Toronto's watermains are quietly leaking more than a million litres per day
Though Toronto may have a penchant for replacing beautiful historic buildings with modern cookie cutter condos — or even worse, Frankensteining the latter behind a mere facade of the former — it seems to have the opposite approach when it comes to key parts of infrastructure that are hundreds of years old and far worse for wear.
Take, for example, the thousands of kilometres of city watermains that snake underground, a good chunk of which are anywhere from 80 years to well over a century old — and which, quite unsurprisingly, are leaking tons of fresh water daily.
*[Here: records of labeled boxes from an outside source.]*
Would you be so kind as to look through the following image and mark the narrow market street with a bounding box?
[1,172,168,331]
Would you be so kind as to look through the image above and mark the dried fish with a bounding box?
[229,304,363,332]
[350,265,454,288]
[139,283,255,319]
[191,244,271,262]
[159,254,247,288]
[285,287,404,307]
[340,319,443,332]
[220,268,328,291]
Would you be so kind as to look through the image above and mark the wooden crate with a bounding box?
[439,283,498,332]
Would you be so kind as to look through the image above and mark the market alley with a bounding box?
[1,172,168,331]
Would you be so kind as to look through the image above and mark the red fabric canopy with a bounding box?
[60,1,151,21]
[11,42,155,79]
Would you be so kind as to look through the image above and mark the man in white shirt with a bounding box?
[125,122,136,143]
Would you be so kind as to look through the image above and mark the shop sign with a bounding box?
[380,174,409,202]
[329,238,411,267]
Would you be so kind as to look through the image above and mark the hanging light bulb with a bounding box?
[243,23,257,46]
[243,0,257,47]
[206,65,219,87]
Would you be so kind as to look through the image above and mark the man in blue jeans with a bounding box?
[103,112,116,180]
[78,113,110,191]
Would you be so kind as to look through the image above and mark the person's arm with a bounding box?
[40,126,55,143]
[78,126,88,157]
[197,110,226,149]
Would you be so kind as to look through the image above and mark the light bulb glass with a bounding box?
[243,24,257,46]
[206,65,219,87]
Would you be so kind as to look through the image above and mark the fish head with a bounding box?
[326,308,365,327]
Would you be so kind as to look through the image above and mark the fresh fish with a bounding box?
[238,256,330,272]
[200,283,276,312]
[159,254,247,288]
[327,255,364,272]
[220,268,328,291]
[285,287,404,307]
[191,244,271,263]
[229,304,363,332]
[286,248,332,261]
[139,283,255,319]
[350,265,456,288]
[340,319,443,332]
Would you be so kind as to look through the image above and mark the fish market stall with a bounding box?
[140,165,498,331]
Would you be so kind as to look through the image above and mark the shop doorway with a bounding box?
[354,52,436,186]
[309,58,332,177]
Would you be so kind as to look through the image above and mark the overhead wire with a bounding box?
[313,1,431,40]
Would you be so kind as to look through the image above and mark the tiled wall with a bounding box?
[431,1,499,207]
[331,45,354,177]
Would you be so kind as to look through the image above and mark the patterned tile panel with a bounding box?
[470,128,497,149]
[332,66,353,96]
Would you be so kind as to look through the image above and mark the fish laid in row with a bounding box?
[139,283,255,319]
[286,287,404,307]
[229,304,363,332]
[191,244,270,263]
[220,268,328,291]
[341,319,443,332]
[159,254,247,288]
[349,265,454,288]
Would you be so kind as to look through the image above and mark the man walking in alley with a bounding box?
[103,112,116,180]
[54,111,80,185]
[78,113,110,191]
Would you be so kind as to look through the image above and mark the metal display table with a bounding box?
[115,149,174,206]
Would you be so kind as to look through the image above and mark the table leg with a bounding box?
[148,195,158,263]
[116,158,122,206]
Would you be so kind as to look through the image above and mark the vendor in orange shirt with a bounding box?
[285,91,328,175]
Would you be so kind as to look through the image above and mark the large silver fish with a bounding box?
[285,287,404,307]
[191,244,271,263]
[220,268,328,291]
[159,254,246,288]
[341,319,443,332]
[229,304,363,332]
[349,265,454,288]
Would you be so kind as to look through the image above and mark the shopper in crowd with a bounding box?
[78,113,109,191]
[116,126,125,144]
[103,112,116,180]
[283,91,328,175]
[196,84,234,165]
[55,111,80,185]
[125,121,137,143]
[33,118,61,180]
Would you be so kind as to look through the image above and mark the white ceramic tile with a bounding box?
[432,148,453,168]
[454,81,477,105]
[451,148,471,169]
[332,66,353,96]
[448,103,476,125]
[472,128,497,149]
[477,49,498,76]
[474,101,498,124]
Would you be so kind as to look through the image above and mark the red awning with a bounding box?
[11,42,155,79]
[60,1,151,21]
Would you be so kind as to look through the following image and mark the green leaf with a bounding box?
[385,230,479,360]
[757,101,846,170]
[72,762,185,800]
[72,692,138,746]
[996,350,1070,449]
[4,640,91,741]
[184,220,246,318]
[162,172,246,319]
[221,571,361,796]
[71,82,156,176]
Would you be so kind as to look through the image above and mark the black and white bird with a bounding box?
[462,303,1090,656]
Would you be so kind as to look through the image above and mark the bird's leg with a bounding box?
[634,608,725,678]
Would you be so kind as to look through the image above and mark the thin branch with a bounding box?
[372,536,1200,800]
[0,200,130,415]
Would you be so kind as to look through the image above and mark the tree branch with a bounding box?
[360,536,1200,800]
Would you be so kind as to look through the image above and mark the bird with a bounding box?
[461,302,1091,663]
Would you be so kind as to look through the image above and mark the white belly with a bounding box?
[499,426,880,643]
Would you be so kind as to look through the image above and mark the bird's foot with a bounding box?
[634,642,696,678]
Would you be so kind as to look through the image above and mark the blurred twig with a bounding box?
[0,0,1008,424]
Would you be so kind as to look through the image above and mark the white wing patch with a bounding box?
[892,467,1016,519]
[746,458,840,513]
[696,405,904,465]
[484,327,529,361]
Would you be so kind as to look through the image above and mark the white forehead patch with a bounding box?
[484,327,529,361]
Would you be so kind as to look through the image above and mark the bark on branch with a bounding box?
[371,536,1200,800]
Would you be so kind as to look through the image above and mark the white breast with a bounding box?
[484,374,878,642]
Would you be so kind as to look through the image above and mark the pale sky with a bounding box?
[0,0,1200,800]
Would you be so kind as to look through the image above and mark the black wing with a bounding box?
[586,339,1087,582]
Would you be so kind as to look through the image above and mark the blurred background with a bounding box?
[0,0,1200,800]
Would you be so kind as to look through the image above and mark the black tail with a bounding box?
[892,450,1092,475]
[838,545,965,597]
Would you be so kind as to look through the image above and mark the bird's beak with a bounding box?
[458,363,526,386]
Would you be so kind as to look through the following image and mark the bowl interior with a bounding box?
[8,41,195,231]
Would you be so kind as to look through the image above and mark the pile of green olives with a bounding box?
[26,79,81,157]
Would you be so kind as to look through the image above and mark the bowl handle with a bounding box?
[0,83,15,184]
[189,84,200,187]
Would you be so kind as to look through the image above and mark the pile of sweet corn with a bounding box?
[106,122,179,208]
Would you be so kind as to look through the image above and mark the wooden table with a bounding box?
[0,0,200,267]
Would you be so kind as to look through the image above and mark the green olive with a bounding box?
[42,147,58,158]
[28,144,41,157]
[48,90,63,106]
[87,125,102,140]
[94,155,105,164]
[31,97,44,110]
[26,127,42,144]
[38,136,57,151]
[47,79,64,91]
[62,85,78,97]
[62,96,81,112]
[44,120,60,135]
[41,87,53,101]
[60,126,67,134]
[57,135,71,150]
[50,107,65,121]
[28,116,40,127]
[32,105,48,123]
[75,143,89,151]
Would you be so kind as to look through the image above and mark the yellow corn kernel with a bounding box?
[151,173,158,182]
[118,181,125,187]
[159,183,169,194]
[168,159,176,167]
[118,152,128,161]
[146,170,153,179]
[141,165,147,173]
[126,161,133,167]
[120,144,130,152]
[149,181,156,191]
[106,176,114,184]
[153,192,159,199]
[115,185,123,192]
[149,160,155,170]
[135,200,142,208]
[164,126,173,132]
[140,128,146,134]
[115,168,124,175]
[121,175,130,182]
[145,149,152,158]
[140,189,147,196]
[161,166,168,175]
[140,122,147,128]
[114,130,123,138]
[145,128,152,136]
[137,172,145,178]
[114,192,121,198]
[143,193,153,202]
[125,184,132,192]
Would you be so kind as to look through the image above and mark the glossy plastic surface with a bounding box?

Unfortunately, "tons" in this case is far more than any resident would fathom, adding up to a whopping 103 million litres or so per day for the last 15 years, according to the findings of a new study from the Residential and Civil Construction Alliance of Ontario (RCCAO).
To put that into perspective, the city has long been hemhorraging enough usable water each day to fill 15,000 Olympic-sized swimming pools or fulfill the daily demands of a quarter of a million citizens, all thanks to some ancient pipes that are prone to dramatic burts like the one that currently has a stretch of Bay Street shut down for a month
The issue is not specific to Toronto, but is Ontariowide, and is something that the consortium believes demand immediate attention and funding to remedy given that the province is losing up to 40 per cent of its water supply in some areas.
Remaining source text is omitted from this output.